X-chromosome gene dosage and the risk of diabetes in Turner syndrome.

Vladimir K Bakalov1, Clara Cheng, Jian Zhou, Carolyn A Bondy.   

Abstract

BACKGROUND: Turner syndrome (TS) is caused by the absence or fragmentation of the second sex chromosome. An increased risk of diabetes mellitus (DM) has consistently been noted, but the specific phenotype and genetic etiology of this trait are unknown.
METHODS: In a prospective study, we examined the prevalence of DM in adult participants in an intramural National Institutes of Health (NIH) TS study. Results were analyzed with respect to karyotype, age, body mass index (BMI), and autoimmune indices. Insulin sensitivity and secretion were compared in age- and BMI-matched euglycemic women with TS and healthy female controls. We compared gene expression profiles in lymphocytes from differentially affected TS groups.
RESULTS: Type 2 DM was present in 56 of 224 (25%) of the women with TS; type 1 DM was found in only one woman (<0.5%). DM was more prevalent among women with an isoXq chromosome compared to X monosomy (40.0 vs. 17.3%; P = 0.004). Euglycemic women with TS (n = 72; age, 33 +/- 12 yr; BMI, 23 +/- 3 kg/m(2)) had significantly higher glycemic and lower insulin responses to OGTT, with insulin sensitivity similar to controls.

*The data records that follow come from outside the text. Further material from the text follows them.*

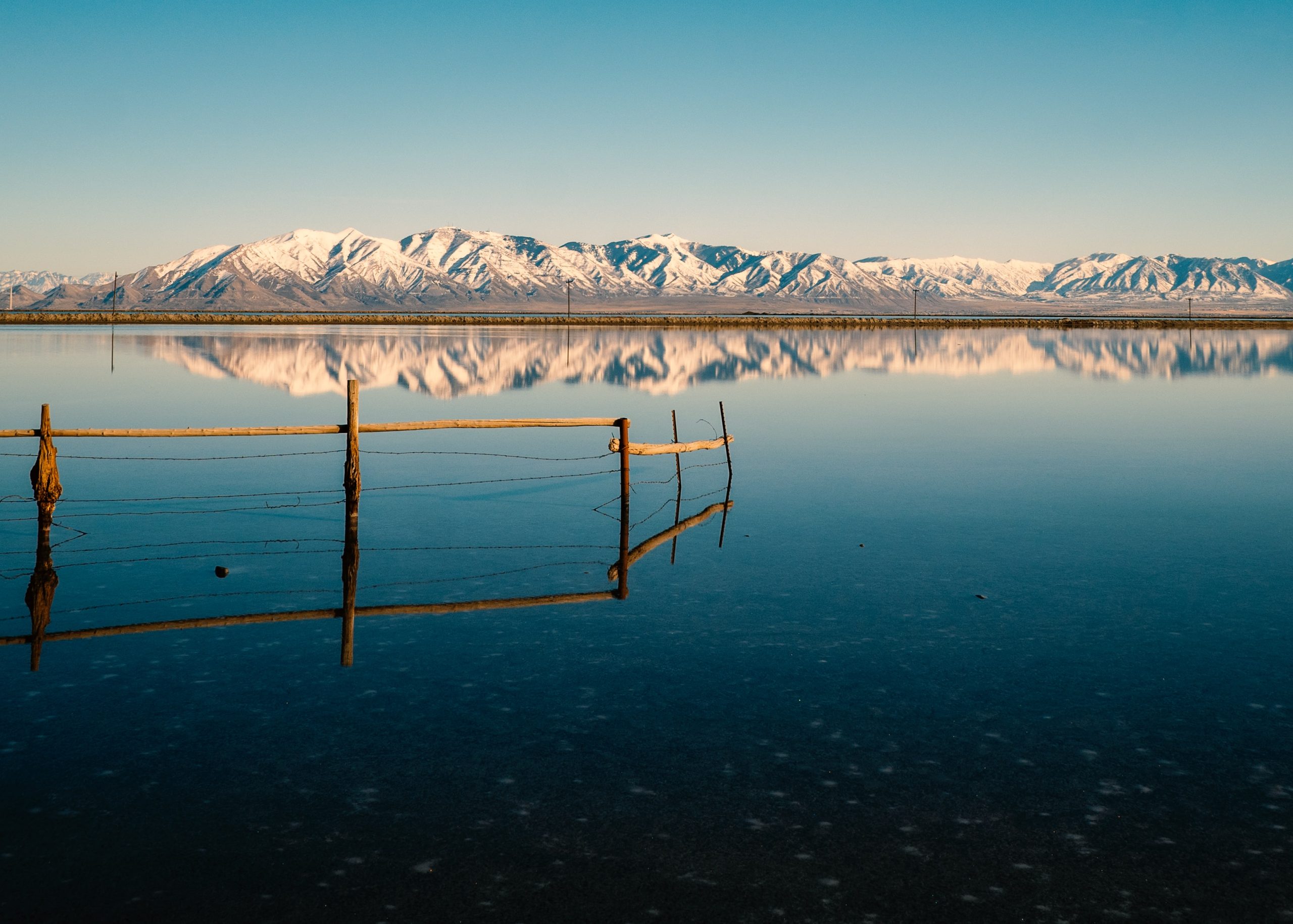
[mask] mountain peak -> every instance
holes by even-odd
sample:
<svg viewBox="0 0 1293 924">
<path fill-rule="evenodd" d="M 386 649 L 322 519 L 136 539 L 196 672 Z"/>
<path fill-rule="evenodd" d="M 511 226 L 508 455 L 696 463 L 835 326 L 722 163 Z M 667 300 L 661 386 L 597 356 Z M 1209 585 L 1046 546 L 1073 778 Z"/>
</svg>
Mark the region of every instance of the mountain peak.
<svg viewBox="0 0 1293 924">
<path fill-rule="evenodd" d="M 884 309 L 909 305 L 913 289 L 926 298 L 970 302 L 1108 303 L 1188 295 L 1287 304 L 1293 302 L 1290 265 L 1293 261 L 1112 251 L 1055 264 L 957 254 L 847 260 L 712 246 L 672 232 L 604 245 L 552 246 L 530 237 L 443 225 L 401 241 L 370 237 L 356 228 L 297 228 L 250 243 L 202 247 L 124 278 L 127 304 L 186 299 L 275 311 L 331 304 L 564 302 L 568 285 L 584 302 L 678 296 L 709 299 L 710 308 L 712 299 L 758 299 Z M 0 285 L 53 292 L 37 307 L 47 307 L 47 302 L 98 304 L 103 280 L 0 273 Z M 83 295 L 76 286 L 100 289 Z"/>
</svg>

Gene expression profiles comparing 46,X,i(X)q vs. 45,X groups showed a significant increase in Xq transcripts and in potentially diabetogenic autosomal transcripts in the isoXq group.
CONCLUSION: Type 2 DM associated with deficient insulin release is significantly increased among women with monosomy for the X-chromosome but is increased even more among women with monosomy for Xp coupled with trisomy for Xq. These data suggest that haploinsufficiency for unknown Xp genes increases risk for DM and that excess dosage of Xq genes compounds the risk.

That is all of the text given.